Public trust and involvement in science plays a central role in addressing global challenges, achieving the United Nations’ Sustainable Development Goals, and contributing to the overall wellbeing of society. This Falling Walls Circle Round Table debates how we can use Co-Creative Approaches to foster Science Engagement initiatives that aim to tackle said challenges and can contribute to a greater societal impact.
As Tina Stengele says, Science Engagement essentially faces two basic challenges: funding and recognition. To tackle funding, it is important to create powerful relationships and platforms, connecting science with institutions, politics and the private sector. “The demand for participatory science will grow”, Stengele says, and that presents a huge opportunity for Co-Creative Approaches on a global scale. Some programs, such as Falling Walls Engage and the International Year of Science Engagement, already show great potential in this regard.
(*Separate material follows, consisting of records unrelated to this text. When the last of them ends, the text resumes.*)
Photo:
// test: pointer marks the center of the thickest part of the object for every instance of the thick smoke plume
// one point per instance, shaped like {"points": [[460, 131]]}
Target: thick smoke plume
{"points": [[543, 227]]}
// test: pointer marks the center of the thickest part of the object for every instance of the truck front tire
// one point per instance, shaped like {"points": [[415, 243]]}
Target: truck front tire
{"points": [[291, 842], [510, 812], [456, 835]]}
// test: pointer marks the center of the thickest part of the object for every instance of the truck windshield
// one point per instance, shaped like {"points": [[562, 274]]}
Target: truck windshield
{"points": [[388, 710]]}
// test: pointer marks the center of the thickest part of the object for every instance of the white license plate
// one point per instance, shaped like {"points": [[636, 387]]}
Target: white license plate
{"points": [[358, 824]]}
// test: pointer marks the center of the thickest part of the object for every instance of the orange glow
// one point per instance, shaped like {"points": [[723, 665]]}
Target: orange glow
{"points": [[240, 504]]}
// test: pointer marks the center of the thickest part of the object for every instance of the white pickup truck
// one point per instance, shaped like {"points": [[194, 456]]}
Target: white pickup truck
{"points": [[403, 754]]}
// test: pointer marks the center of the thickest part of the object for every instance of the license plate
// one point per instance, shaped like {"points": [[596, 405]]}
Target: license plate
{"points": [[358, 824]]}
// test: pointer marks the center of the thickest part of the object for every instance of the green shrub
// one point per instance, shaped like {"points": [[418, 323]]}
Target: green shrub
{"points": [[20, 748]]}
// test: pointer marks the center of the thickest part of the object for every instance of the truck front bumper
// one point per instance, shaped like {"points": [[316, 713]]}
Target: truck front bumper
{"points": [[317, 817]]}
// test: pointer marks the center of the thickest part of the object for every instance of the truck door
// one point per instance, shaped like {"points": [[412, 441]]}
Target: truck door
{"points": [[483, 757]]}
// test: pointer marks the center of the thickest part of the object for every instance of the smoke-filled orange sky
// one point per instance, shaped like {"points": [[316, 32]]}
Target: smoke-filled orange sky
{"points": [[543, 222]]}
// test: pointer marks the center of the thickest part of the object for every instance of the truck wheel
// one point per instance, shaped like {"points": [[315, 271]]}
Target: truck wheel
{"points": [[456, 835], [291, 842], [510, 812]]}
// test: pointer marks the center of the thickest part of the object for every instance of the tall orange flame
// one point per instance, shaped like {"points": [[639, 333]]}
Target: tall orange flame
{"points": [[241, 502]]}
Science Engagement from the bottom up
At the same time, scientists themselves need to take scientific communications seriously, Nick Ishmael-Perkins argues. This includes changing the narrative on how science works – stepping back from the notion of a “hero scientist” and towards more cooperation and communication, towards different expertise and perspectives.
Speaking of perspectives, the panel agrees that a Co-Creative Approach is especially suited to reach communities that traditionally do not have access to academia: “We need to bring in existing expertise in the communities who are not scientists in the traditional sense”, says Kari Mugo, switching to “Science Engagement from the bottom-up instead of top-down”. The access and understanding of science should be available to all, because if people turn away from rational based values, this may become a threat to democracy.